*https://www.thelancet.com/journals/lancet/article/PIIS0140-6736(20)31180-6/fulltext

Etude sur 96032 dossiers médicaux émanant de 671 hôpitaux sur les 6 continents.
Patients hospitalisés entre le 20/12/19 et le 14/04/20 – Publication le 21/05/20 – 4 auteurs signataires Chapeau ! un record d’efficacité pour recueil data, traduction des différentes langues étrangères y compris asiatiques + analyse statistique + écriture article + reviewing + publication !
Au bas mot une publication à 50 millions d’euros. Qui l’a financée ?
Et on passe sur les liens d’intérêt déclarés par les auteurs avec l’industrie pharmaceutique (cf page 9).

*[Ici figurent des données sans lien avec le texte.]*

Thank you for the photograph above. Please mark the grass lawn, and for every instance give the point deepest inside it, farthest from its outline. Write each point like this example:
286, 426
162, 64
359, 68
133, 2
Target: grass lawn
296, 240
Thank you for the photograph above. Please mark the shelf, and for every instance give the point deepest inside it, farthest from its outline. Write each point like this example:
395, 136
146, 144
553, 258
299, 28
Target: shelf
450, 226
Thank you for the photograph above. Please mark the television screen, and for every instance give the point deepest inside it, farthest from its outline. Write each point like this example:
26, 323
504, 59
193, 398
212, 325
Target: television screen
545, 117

  1. DES PATIENTS HOSPITALISES, A UN ETAT GRAVE DE LA MALADIE
  2. DES PATIENTS SUIVIS DANS DES PAYS N’AYANT PAS LES MEMES ATTITUDES THERAPEUTIQUES
  3. DES CRITERES D’INCLUSION FLOUS ex : des coprescriptions d’antiviraux dans 40% des cas, sans information sur leur répartition dans les groupes analysés
  4. DES IMPRECISIONS SUR LES TRAITEMENTS ANALYSES : on parle de macrolides. Impossible de savoir QUI A RECU DE L’AZITHROMYCINE
  5. DES PATIENTS AVEC DES COMORBIDITES n’en faisant pas une population représentative (ex : 1 patient sur 3 avec hypertension dans le groupe hydroxychloroquine + macrolide)
  6. DES GROUPES NON COMPARABLES : ex groupe HCQ* + macrolide plus grave avec 20% de ventilation mécanique versus 7,7% des patients du groupe « dit témoin », idem sur paramètre SaO2 ˂ 94
    Alors qu’il est écrit « No significant between-group differences were found among baseline characteristics or comorbidities. » « Foot note » du tableau 2 surprenante : « Age and BMI are continuous variables.
    « The 95% CIs have not been adjusted for multiple testing and should not be used to infer definitive effects »
  7. DES DOSES ET DUREES DE TRAITEMENT NON PRECISEES
  8. DES RESULTATS EXPRIMES EN MOYENNE, ON AURAIT AIME AUSSI DES MEDIANES ET DES RANGE
  9. AUCUNE INFORMATION SUR LES « MISSING VALUES » « multiple imputation for missing values was not possible » « it was assumed that the characteristic was not present » – il est évident que les missing values doivent se compter à la pelle sur une analyse multicentrique multipays aux soins variés
  10. AUCUNE ANALYSE DES GROUPES EN FONCTION DES TRAITEMENTS ASSOCIES NI DES RISQUES CARDIO
  11. AUCUN SCANNER THORACIQUE A LA RECHERCHE DES ATTEINTES CARDIAQUES DU VIRUS QUI SONT FREQUENTES POUR UNE ANALYSE CORRECTE DE CE QUI EST APPELE EVENEMENT INDESIRABLE
  12. PAS DE MESURE DES INTERVALLES QT NI DE RECHERCHE DE TORSADES DE POINTE !!!
  13. UNE PRESCRIPTION VENDUE COMME PRECOCE (moins de 48h après l’hospitalisation) QUI OCCULTE LA DATE DES PREMIERS SYMPTOMES ET VEUT FAIRE CROIRE A UNE PRESCRIPTION PRECOCE !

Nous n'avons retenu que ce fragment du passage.